Padahal Pelabuhan Priok adalah "captive market" dan 90 persen barang masuk Indonesia untuk dipakai di dalam negeri. "Jadi tidak ada pengaruhnya pasar di Priok dengan keberadaan Hutchison," katanya.

Perpanjangan JICT terbukti tidak ada nilai tambah bagi negara, Pelindo II dan pekerja yang terdiri dari 100 persen anak bangsa.

Terbukti Hutchison membayar uang sewa perpanjangan kontrak lewat pendapatan perusahaan dan memotong hak karyawan bukannya dari kantong Hutchison sebagai investor.

Ia juga menegaskan, pekerja JICT tidak anti investasi asing namun jika perpanjangan kontrak yang cacat hukum ini diteruskan, maka akan menjadi preseden buruk penegakan hukum terhadap investasi di Indonesia.

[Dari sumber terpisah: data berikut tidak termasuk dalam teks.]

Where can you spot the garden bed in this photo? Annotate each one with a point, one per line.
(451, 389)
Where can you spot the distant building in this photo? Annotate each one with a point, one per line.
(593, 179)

Jika tidak diperpanjang dengan Hutchison, Pelindo II memperoleh pendapatan lebih dari JICT yang dapat digunakan untuk merelaksasi keuangan perseroan.

Namun apabila tetap diperpanjang, sebaiknya saham asing dibatasi dengan proses valuasi dan lelang yang transparan.

Ia memberikan contoh Pelabuhan Tanjung Pelepas, Malaysia (Saham Maersk Line dibatasi hanya 30 persen) dan West Port, Malaysia (Saham Hutchison dibatasi hanya 30 persen).

Ia juga menambahkan, akhir-akhir ini isu-isu negatif yang memojokkan gerakan pekerja JICT sengaja dihembuskan untuk mengaburkan substansi pelanggaran hukum dan kerugian negara perpanjangan kontrak JICT.